Le président égyptien Abdel Fattah Al-Sisi a rencontré lundi Ajay Banga, président du Groupe de la Banque mondiale, réaffirmant l’engagement de l’Égypte en faveur des réformes économiques et mettant en garde contre les coûts économiques croissants des tensions régionales actuelles, notamment une perte estimée à 10 milliards de dollars de recettes pour l’Autorité du canal de Suez ces dernières années.
Selon un communiqué de la présidence, Al-Sisi a salué le partenariat stratégique entre l’Égypte et la Banque mondiale pour la promotion du développement durable et le soutien au programme de réformes économiques du pays, en soulignant les projets mis en œuvre dans de multiples secteurs.
Le président a passé en revue les mesures prises ces dernières années pour renforcer la performance macroéconomique et atténuer l’impact des chocs mondiaux et régionaux successifs. Il a notamment évoqué le programme de réformes mené par l’Égypte en coopération avec le Fonds monétaire international, les efforts déployés pour stabiliser le marché des changes, maîtriser l’inflation et la dette publique, renforcer la discipline budgétaire et accroître la participation du secteur privé à l’activité économique.
Al-Sissi a également réaffirmé la volonté de l’Égypte d’approfondir sa coopération au développement avec la Banque mondiale afin d’améliorer le niveau de vie. Il a cité des initiatives sociales phares telles que le programme « Vie décente » et le système « Takaful et Karama », visant à faire progresser les objectifs de développement durable d’ici à 2030, ainsi que des projets de logement et d’emploi destinés à la création d’emplois pour les jeunes.
De son côté, M. Banga a salué le partenariat de longue date entre l’Égypte et la Banque mondiale et s’est félicité de la coordination en cours sur les projets relatifs à la protection sociale, à la santé, à la sécurité alimentaire, à l’éducation et à la résilience climatique. Il a également salué les mesures prises pour faire progresser les réformes économiques, attirer les investissements directs étrangers et soutenir une croissance durable.

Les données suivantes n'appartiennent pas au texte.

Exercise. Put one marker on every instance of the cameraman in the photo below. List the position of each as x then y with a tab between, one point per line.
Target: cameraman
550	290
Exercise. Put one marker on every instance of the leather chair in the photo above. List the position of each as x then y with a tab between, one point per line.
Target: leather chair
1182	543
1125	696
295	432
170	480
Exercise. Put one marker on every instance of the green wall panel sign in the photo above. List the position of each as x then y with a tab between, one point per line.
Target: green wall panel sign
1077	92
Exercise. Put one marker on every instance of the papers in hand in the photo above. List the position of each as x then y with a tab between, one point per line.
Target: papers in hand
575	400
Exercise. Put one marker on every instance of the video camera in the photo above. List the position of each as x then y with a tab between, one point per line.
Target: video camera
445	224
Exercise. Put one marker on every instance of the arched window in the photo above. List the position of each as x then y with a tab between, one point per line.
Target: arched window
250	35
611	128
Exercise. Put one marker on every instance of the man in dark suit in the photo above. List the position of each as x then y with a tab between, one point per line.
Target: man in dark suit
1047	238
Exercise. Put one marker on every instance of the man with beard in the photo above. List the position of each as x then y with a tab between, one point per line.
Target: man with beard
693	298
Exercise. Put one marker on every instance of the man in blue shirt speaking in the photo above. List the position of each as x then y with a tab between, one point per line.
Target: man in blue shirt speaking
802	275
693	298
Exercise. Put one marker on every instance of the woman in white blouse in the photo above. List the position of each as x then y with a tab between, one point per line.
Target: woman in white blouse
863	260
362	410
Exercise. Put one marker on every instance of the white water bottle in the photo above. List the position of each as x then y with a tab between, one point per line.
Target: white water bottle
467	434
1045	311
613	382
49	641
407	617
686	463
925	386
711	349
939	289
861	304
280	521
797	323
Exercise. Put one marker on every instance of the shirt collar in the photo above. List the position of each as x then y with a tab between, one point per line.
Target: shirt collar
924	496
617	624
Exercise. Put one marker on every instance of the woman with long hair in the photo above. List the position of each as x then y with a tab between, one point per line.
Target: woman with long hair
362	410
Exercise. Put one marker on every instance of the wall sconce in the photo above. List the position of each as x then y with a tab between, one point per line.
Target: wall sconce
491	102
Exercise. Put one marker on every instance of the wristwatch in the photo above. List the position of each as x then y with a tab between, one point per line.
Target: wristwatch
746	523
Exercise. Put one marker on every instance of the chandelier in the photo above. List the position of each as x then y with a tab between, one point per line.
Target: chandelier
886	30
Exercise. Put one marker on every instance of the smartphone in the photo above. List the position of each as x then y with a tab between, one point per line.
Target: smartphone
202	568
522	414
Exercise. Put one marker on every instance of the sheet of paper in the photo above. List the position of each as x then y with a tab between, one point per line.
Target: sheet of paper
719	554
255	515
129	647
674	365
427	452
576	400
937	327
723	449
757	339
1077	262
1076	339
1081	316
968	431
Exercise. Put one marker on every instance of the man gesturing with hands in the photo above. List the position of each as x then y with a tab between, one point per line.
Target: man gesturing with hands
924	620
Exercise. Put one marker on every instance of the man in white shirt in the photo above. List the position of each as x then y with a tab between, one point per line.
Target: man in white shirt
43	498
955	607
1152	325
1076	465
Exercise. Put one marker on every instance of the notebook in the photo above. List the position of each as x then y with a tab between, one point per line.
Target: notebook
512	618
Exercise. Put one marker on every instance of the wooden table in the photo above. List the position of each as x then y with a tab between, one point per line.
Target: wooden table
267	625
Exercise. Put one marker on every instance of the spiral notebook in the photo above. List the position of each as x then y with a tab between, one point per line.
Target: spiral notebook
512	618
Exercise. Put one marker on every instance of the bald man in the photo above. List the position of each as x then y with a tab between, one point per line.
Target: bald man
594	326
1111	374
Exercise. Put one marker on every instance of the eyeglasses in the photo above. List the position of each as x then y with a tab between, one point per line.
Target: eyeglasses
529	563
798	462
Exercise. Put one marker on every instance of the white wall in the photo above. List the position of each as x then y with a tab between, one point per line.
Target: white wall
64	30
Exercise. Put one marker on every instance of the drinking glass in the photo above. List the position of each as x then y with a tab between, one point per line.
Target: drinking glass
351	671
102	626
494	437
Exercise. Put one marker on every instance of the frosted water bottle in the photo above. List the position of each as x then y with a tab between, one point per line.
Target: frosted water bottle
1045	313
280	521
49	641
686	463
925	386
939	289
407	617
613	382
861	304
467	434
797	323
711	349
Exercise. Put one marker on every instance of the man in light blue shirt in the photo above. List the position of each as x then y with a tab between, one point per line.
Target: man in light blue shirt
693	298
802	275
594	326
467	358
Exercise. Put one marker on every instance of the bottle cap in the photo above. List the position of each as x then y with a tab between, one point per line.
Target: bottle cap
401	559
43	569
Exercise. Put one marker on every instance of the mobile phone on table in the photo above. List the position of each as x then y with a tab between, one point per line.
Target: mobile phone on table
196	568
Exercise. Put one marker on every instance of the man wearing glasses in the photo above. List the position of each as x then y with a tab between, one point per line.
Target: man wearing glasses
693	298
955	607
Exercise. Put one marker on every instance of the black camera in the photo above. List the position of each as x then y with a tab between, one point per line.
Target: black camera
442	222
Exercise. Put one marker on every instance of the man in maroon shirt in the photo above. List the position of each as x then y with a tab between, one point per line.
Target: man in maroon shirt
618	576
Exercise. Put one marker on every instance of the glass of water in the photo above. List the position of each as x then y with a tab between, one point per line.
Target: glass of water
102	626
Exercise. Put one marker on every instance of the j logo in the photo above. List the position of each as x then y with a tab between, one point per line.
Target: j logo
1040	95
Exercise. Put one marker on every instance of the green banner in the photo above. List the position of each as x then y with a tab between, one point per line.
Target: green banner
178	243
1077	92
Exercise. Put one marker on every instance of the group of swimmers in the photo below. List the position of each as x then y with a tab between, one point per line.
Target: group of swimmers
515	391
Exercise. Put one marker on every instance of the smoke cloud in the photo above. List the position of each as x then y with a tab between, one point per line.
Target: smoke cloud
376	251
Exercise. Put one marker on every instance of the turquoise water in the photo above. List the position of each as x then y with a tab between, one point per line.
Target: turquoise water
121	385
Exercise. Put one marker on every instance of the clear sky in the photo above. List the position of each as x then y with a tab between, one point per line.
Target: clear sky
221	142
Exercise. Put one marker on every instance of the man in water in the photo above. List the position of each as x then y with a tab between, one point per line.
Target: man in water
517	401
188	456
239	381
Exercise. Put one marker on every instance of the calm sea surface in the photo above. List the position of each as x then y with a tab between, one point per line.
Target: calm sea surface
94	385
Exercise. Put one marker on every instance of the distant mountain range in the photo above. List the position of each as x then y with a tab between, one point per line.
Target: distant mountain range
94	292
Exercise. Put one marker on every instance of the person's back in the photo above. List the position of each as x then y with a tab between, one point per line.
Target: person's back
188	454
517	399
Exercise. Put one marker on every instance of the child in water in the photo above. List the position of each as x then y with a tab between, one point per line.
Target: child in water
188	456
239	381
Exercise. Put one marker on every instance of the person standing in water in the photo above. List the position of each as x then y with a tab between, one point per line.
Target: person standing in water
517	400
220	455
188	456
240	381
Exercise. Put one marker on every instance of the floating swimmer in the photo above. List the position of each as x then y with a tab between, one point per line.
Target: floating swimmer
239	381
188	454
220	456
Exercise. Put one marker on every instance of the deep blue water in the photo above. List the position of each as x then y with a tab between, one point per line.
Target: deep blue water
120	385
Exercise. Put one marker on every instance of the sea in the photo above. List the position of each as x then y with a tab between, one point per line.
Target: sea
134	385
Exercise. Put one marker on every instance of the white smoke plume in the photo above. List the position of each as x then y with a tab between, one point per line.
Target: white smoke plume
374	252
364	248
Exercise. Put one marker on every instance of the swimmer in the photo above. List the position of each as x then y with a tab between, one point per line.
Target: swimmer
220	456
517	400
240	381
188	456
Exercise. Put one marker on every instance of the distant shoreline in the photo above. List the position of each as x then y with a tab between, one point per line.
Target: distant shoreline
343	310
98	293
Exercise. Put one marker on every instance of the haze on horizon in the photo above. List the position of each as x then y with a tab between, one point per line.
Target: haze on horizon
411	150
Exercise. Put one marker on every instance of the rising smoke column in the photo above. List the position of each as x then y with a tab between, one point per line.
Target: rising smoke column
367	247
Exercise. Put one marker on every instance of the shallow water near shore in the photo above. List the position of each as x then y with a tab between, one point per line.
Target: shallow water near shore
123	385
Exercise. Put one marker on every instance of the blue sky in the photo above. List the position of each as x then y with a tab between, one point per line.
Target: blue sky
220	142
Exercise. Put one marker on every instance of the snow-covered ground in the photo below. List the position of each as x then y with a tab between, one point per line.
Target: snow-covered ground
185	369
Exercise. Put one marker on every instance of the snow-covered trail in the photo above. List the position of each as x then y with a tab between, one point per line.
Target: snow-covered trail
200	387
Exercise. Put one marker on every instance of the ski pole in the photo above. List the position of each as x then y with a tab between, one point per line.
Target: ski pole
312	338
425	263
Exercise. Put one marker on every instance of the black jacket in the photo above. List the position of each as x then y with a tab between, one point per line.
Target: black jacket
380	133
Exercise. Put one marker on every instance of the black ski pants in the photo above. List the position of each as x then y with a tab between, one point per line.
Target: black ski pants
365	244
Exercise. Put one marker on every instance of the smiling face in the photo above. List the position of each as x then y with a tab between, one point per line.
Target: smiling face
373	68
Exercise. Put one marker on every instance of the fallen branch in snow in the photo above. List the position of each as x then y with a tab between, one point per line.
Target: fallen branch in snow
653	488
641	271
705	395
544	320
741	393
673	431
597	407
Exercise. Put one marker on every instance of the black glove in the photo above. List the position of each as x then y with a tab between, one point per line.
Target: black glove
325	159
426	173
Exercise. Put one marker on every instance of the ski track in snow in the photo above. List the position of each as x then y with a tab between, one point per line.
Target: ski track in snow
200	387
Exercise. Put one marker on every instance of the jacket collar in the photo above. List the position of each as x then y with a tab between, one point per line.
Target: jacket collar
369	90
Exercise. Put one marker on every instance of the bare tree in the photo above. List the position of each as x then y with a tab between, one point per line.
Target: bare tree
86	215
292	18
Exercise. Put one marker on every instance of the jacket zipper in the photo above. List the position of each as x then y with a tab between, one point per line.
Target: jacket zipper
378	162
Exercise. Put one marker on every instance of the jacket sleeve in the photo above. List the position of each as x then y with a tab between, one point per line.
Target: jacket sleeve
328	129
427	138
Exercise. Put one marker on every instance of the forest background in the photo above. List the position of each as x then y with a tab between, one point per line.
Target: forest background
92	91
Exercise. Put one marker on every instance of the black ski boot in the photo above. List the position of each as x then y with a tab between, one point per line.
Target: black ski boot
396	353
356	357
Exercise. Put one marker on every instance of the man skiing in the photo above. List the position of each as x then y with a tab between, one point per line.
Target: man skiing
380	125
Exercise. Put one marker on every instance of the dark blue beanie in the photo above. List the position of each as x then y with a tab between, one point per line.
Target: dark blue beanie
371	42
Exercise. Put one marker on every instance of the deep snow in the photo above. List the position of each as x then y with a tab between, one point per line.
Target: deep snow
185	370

Les développements régionaux ont également été abordés lors de la réunion. Al-Sissi a souligné les efforts de l’Égypte pour contenir les tensions par des moyens diplomatiques et pacifiques, mettant en garde contre les répercussions économiques plus importantes du conflit persistant à Gaza, notamment sur les cours mondiaux des matières premières, les marchés de l’énergie et la navigation en mer Rouge.
Il a déclaré que l’Égypte avait subi des pertes d’environ 10 milliards de dollars de recettes du canal de Suez en raison de la guerre à Gaza et des perturbations qui en ont découlé sur le trafic maritime en mer Rouge. Le président a ajouté que l’Égypte subissait également une forte pression économique du fait de l’accueil d’environ 10,5 millions d’étrangers déplacés par les conflits régionaux, qui bénéficient de services publics comparables à ceux offerts aux citoyens égyptiens sans soutien financier extérieur équivalent, un fardeau reconnu par le directeur général de la Banque mondiale, selon le communiqué.